Le pianiste italien Maurizio Pollini est mort à Milan, samedi 23 mars, dans la matinée, à l’âge de 82 ans. C’est le Théâtre de la Scala qui en a fait l’annonce sur son site dont la page d’accueil est entièrement dédiée au musicien considéré comme « une référence fondamentale dans la vie artistique du théâtre depuis plus de cinquante ans ».

Depuis 2022, nombreuses avaient été les annulations de concert pour raisons de santé, souvent à la dernière minute, comme le 21 août de cette année-là, quand Maurizio Pollini avait dû renoncer à un récital, en raison de « problèmes cardiaques aigus », selon les termes employés par Markus Hinterhäuser, le directeur artistique du festival de Salzbourg, où il était programmé, ou quelques mois plus tard, 5 novembre, à Turin, où le soliste avait prévu de se produire par solidarité avec les victimes des inondations qui venaient de dévaster une partie de l’Italie.

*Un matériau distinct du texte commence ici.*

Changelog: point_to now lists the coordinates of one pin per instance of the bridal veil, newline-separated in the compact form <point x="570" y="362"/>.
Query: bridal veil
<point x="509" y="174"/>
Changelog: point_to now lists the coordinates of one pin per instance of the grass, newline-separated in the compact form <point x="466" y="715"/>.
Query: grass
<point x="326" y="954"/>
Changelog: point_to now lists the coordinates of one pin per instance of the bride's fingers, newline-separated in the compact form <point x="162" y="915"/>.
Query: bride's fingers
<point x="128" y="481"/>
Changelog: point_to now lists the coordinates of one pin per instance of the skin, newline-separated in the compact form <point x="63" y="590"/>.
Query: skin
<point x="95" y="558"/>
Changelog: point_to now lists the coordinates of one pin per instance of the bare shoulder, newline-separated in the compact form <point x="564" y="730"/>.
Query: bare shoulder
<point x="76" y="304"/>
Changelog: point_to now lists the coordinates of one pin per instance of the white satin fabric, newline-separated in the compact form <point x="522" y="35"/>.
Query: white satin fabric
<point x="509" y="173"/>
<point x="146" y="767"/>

Le grand artiste a donc péniblement quitté la scène des concerts sur laquelle il s’était très tôt distingué. Tant par son jeu fait de prospections réfléchies et de fulgurances instinctives que par ses programmes dans lesquels la musique contemporaine, de Pierre Boulez (dont la 2e Sonate le fascinait) à Karlheinz Stockhausen (avec une prédilection pour le Klavierstück X), occupait une place de choix.

Un pianiste humaniste

D’un naturel discret, cet homme d’une grande élégance ne manquait pas de sortir de sa réserve, au clavier – à l’instar de son maître Arturo Benedetti Michelangeli (1920-1995) qui se disait timide sauf quand il s’agissait de musique – comme en société, pour servir sous différentes formes un idéal de démocrate. Au début des années 1970 on l’a vu jouer dans une usine occupée, profiter d’un concert pour dénoncer les bombardements du Nord-Vietnam par les Etats-Unis ou réagir au sort du président chilien Salvador Alliende, victime du coup d’Etat militaire qui porta au pouvoir Augusto Pinochet en septembre 1973.

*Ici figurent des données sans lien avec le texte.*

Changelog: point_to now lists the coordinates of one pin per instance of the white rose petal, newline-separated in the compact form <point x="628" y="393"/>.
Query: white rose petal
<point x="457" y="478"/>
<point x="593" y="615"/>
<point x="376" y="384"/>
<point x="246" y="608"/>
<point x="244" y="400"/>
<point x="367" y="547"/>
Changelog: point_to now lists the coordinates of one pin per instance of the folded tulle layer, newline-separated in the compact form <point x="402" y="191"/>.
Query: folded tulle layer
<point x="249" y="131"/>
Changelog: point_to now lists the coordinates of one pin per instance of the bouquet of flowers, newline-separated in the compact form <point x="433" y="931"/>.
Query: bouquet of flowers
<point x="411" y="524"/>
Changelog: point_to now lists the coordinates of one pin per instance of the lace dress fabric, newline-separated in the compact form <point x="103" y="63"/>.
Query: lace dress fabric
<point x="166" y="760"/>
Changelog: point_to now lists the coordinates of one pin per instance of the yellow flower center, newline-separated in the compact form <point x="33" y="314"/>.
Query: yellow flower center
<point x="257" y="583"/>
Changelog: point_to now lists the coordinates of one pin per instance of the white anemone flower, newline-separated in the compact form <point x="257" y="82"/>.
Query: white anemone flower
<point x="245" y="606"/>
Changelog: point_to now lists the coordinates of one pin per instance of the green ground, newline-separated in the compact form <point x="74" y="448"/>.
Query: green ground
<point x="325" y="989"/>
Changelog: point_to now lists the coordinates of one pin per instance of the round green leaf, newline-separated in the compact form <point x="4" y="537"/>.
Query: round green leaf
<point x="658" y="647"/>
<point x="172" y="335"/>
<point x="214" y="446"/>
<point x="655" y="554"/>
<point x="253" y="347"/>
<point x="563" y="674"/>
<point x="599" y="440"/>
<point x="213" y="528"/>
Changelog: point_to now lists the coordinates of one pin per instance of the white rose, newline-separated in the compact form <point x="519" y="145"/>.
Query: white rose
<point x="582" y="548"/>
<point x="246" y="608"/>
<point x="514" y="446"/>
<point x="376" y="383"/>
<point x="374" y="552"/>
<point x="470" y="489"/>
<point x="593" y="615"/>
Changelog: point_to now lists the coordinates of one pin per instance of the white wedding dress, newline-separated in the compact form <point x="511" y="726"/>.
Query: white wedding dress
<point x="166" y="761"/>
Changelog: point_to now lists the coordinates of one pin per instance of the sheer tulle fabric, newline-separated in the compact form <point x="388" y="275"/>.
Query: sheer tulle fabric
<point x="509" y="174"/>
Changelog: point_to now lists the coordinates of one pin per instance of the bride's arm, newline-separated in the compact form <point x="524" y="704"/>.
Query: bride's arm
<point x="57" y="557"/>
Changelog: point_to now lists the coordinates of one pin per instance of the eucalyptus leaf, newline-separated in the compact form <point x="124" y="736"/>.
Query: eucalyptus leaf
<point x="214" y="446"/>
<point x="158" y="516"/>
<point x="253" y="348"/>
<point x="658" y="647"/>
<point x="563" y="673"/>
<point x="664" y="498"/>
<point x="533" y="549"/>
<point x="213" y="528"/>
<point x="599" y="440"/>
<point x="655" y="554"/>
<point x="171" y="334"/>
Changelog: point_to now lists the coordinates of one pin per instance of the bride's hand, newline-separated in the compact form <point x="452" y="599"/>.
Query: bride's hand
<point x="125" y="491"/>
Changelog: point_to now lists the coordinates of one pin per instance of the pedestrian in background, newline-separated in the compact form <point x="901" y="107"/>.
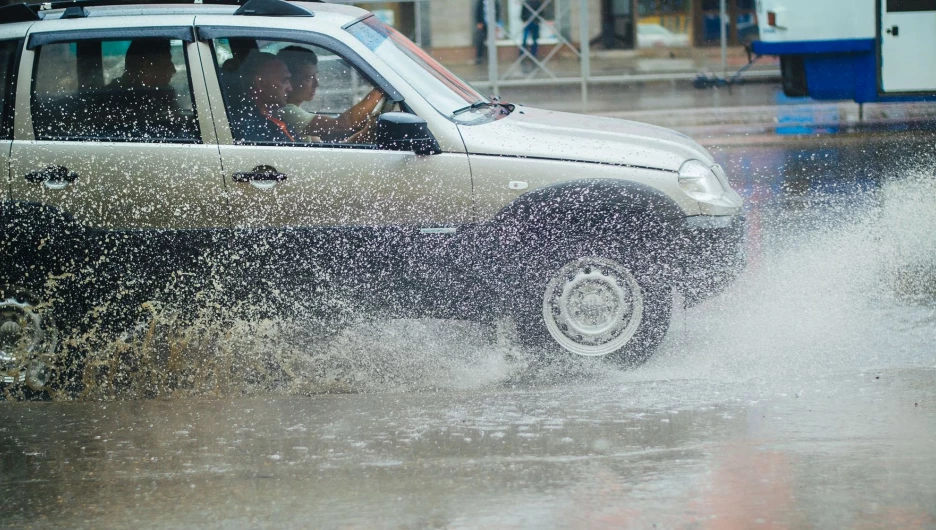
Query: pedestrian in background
<point x="481" y="27"/>
<point x="530" y="15"/>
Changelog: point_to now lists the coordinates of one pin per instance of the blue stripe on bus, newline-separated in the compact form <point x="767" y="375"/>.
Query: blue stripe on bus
<point x="813" y="46"/>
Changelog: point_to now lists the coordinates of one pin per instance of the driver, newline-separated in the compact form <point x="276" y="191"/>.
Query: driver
<point x="352" y="126"/>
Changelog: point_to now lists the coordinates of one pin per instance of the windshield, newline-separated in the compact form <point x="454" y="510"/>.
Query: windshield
<point x="441" y="88"/>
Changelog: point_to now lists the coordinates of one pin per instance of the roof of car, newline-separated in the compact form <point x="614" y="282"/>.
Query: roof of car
<point x="102" y="8"/>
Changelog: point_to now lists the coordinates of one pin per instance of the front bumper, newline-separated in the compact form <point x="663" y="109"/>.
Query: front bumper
<point x="710" y="255"/>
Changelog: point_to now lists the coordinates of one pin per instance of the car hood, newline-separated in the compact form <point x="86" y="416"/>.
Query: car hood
<point x="538" y="133"/>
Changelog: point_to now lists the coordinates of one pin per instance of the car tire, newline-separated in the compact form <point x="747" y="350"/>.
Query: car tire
<point x="594" y="300"/>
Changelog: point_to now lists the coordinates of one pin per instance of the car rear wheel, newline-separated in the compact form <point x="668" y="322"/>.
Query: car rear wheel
<point x="29" y="340"/>
<point x="596" y="304"/>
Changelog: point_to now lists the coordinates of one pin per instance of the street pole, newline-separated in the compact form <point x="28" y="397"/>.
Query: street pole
<point x="491" y="20"/>
<point x="586" y="53"/>
<point x="722" y="15"/>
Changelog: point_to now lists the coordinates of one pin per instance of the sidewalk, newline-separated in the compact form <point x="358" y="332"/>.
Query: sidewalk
<point x="566" y="65"/>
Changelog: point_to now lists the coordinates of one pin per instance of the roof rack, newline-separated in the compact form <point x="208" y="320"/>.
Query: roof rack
<point x="23" y="12"/>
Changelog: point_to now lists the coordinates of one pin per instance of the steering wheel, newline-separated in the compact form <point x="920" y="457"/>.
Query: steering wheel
<point x="383" y="105"/>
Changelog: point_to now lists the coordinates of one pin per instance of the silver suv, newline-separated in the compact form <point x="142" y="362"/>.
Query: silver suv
<point x="275" y="151"/>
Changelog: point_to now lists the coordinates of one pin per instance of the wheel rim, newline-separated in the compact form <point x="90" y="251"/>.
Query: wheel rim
<point x="592" y="306"/>
<point x="27" y="341"/>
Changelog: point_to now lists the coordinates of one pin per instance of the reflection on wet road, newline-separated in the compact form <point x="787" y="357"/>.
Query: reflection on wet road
<point x="844" y="450"/>
<point x="805" y="396"/>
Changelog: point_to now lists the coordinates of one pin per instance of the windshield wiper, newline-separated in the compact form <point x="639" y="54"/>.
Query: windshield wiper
<point x="476" y="105"/>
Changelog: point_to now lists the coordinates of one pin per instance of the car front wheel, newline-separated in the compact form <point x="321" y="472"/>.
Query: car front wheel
<point x="593" y="304"/>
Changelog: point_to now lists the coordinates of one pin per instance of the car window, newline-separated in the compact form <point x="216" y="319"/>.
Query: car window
<point x="285" y="93"/>
<point x="119" y="90"/>
<point x="7" y="61"/>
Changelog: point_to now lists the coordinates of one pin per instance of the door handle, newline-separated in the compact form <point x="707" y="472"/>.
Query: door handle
<point x="54" y="177"/>
<point x="259" y="173"/>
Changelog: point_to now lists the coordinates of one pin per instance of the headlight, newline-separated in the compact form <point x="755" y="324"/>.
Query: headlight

Engagé, comme son grand ami le chef d’orchestre Claudio Abbado (1933-2014), d’un point de vue plus humaniste que politique, Maurizio Pollini fit encore entendre sa voix en 2011 lors d’une manifestation de grande ampleur ayant pour but la démission de Silvio Berlusconi, alors Président du conseil. Le respect d’une ligne de conduite claire et inaltérable par-delà les années détermine également son parcours d’interprète privilégiant quelques compositeurs phares, parmi lesquels Frédéric Chopin et Ludwig van Beethoven, au détriment d’autres musiciens pourtant « adorés », tels que Jean-Sébastien Bach (abordé sur le tard), Maurice Ravel (de loin en loin) et Domenico Scarlatti (jamais enregistré). Des renoncements jugés très douloureux mais justifiés par la volonté de faire de certains chefs-d’œuvre les compagnons de toute une vie. Par exemple, les trois dernières sonates de Beethoven, gravées pour Deutsche Grammophon en 2020, près d’un demi-siècle après les avoir enregistrées pour la première fois.